Standardized test of Vietnamese language proficiency for non-native speakers

The Vietnamese Language Proficiency Test (Vietnamese: Kỳ thi năng lực tiếng Việt, abbreviated NLTV or NLTV VNS) is a standardized examination designed to assess the Vietnamese language proficiency of non-native speakers, particularly international students, professionals, and expatriates. Administered by the Center for Vietnamese Language for Foreigners at the VNU-HCM University of Social Sciences and Humanities, the test evaluates four core language skills and aligns with the six-level Vietnamese Language Proficiency Framework (KNLTV), which corresponds to the Common European Framework of Reference for Languages (CEFR).

Certificates issued upon passing are valid for two years and are widely recognized for university admissions, employment in Vietnamese corporations, and immigration purposes requiring proof of language competency. The test is offered five times annually—in March, May, July, September, and November—and has gained international traction, with sessions conducted abroad, including in Japan.

== History ==
The NLTV was developed to standardize the evaluation of Vietnamese as a foreign language, addressing the growing demand from global learners amid Vietnam's economic integration. Launched by USSH VNU-HCMC in the early 2010s, it draws from the national KNLTV framework established by the Ministry of Education and Training. Early iterations focused on domestic administration, but by 2019, the test expanded internationally, attracting over 700 participants in a single session in Tokyo, including learners up to age 83. Sample questions from these sessions, noted for their linguistic complexity, have highlighted the test's rigorous design for advanced non-native users.

Distinct from parallel assessments like VINATEST (Hanoi University) and VIETEST (USSH VNU-Hanoi), the NLTV VNS emphasizes comprehensive skill integration tailored to southern Vietnamese dialects and cultural contexts.

== Format ==
The test comprises four sections, each scored out of 10 points, with a total duration of approximately 3–4 hours.
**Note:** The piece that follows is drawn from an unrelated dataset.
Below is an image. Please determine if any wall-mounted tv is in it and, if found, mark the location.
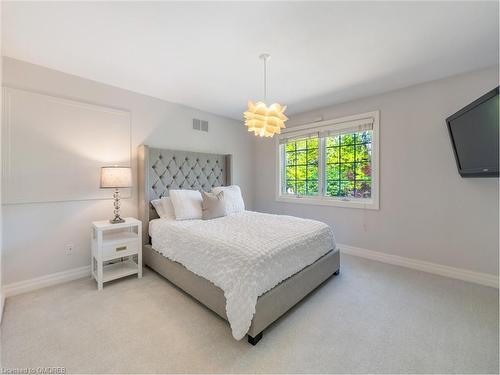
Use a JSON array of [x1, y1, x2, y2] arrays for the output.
[[446, 87, 499, 177]]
Candidates must achieve a passing score in all sections to qualify for certification.

1. Listening: 55 multiple-choice questions on audio comprehension; 60 minutes.
2. Reading: 40 multiple-choice questions assessing text interpretation; 60 minutes.
3. Speaking: 15-minute oral interview involving topic-based discussion and role-playing.
4. Writing: 60 minutes for tasks including cloze exercises, formal correspondence (e.g., email), and argumentative essays.

Results are typically available within five working days via the official portal.

== Scoring and recognition ==
Individual skill scores are averaged to determine an overall proficiency level on a 1.0–10.0 scale. Levels map to the KNLTV and CEFR as follows:

| Level | Score Range | Equivalent Hours of Study | CEFR Alignment |
|---|---|---|---|
| 1 (Elementary) | 1.0–1.5 | 160 | A1 |
| 2 (Elementary) | 2.0–3.5 | 320 | A2 |
| 3 (Intermediate) | 4.0–5.5 | 480 | B1 |
| 4 (Intermediate) | 6.0–7.0 | 640 | B2 |
| 5 (Advanced) | 7.5–8.5 | 720 | C1 |
| 6 (Advanced) | 9.0–10.0 | 800 | C2 |

Certificates are issued by USSH VNU-HCMC and endorsed under the national framework, facilitating access to Vietnamese higher education and professional opportunities.

== Preparation ==
Preparation courses, offered by the administering center and affiliated institutions, span 20 sessions and align with the six-level framework. Sample tests and audio materials are available online, emphasizing idiomatic usage and cultural nuances. International candidates often utilize resources from partner organizations in Japan and Taiwan.